Daily Archive 16.01.2019

Atrial fibrillation classification

Atrial fibrillation classification

Isolated (ie, idiopathic) atrial fibrillation (AF), which occurs in patients younger than 60 years of age, is very common. Although the prognosis is good and the risk of systemic embolism is low (approximately 1.3% over a 15-year period), idiopathic AF can cause very serious symptoms and patient anxiety. Like a “secondary” OP, an isolated OP can be paroxysmal or persistent.

Paroxysmal isolated atrial fibrillation

Only one or several very rare episodes of arrhythmia are possible, but in some cases atrial fibrillation (AF) often recurs, sometimes several times a day.
Paroxysms can last for many hours or end in a few seconds.
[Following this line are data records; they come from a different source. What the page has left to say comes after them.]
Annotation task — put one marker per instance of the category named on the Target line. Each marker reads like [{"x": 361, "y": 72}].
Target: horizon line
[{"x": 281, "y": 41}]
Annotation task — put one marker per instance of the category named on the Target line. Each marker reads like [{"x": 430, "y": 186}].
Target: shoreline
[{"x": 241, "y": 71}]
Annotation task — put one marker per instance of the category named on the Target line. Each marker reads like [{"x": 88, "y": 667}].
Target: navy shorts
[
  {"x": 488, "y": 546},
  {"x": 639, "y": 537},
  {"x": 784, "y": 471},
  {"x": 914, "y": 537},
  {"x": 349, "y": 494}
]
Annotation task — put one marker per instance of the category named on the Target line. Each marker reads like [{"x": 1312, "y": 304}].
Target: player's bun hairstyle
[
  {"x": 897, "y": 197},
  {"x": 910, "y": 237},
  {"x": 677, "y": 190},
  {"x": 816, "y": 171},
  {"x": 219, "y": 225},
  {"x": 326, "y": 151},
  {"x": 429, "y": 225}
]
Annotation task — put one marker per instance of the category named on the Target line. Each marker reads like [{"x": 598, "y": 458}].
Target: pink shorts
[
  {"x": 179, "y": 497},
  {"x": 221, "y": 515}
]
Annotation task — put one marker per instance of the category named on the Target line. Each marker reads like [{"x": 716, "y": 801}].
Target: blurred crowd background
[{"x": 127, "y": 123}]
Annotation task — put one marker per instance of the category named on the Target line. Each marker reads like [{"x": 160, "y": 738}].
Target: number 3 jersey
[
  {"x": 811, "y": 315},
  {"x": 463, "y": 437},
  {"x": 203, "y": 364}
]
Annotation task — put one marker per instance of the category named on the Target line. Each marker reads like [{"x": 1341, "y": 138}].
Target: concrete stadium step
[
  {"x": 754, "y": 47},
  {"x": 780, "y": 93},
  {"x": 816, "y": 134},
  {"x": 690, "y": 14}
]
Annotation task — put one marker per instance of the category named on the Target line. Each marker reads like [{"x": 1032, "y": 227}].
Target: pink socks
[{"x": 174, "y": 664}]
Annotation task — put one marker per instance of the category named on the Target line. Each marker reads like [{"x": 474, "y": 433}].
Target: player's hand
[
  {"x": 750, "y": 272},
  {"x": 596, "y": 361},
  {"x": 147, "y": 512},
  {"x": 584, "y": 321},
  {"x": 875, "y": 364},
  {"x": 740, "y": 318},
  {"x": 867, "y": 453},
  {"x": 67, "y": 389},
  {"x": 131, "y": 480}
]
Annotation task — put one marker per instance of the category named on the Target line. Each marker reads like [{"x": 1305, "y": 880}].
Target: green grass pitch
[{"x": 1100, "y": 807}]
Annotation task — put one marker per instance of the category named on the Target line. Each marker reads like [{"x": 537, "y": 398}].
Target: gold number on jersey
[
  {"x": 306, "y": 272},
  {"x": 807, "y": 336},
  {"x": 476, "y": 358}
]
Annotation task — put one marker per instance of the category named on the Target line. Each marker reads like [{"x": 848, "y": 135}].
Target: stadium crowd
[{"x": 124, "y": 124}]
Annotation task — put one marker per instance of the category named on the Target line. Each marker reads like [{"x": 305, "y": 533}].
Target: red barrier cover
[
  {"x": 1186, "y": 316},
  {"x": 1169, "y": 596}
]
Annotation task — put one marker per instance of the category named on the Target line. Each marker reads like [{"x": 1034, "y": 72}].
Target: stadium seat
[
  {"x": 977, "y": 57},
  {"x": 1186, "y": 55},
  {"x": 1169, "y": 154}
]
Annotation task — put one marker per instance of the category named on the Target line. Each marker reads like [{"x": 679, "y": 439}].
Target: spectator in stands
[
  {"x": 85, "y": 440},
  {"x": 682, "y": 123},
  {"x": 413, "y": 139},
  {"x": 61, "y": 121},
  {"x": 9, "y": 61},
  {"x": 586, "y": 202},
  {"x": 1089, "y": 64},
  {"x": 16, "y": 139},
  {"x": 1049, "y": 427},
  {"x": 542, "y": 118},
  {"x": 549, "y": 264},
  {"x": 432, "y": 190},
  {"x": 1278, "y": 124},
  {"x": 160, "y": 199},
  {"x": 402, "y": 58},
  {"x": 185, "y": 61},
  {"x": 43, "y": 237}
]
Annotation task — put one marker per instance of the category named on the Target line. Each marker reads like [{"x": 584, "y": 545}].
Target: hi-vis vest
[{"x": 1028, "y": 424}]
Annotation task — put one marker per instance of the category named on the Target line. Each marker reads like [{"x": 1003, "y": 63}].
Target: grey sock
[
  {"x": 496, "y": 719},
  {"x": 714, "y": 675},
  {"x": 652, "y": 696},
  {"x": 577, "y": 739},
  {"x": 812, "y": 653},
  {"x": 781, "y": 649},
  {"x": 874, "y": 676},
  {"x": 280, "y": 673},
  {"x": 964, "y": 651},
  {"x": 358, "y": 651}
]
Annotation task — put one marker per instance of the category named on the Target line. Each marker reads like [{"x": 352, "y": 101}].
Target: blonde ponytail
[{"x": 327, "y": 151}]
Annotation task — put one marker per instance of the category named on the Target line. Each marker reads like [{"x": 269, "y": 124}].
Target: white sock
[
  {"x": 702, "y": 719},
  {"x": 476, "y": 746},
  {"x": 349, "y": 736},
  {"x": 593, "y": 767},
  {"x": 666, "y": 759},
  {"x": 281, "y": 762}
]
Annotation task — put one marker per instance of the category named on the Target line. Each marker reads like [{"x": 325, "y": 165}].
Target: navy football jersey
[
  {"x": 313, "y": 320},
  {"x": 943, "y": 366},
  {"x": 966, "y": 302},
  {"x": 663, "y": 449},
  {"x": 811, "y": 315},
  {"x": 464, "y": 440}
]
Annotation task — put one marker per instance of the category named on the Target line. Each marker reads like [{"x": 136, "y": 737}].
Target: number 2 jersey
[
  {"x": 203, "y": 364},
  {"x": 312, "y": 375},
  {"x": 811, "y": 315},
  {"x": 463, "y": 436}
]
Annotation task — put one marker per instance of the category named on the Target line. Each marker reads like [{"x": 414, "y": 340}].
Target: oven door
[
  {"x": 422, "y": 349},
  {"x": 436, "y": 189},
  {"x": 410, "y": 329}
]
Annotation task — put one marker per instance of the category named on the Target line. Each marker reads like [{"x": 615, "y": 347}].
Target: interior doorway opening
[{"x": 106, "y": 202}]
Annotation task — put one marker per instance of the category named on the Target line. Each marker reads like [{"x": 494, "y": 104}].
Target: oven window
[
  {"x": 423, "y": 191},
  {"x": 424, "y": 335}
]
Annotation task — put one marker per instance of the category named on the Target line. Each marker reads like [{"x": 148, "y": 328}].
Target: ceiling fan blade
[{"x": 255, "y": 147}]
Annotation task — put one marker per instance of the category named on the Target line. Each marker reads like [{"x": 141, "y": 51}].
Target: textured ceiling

Over time, some patients (but not all) of AF become persistent.

Studies show that an episode of atrial fibrillation (AF) can lead to changes in the electrical properties of the atria that help to maintain arrhythmias — this process is referred to as “electrical remodeling.”

Often, patients have very serious symptoms. In other cases, including frequent relapses occurring with a high frequency of ventricular contractions, arrhythmia may be asymptomatic or accompanied only by the sensation of arrhythmia, without any discomfort due to high heart rate.

Only some patients can name the factors immediately preceding the arrhythmia and, possibly, provoking it (such as physical exertion, vomiting, alcohol intake or fatigue). One of the forms of paroxysmal idiopathic AF is caused by an increase in the tone of the vagus nerve: an arrhythmia always begins during rest or sleep.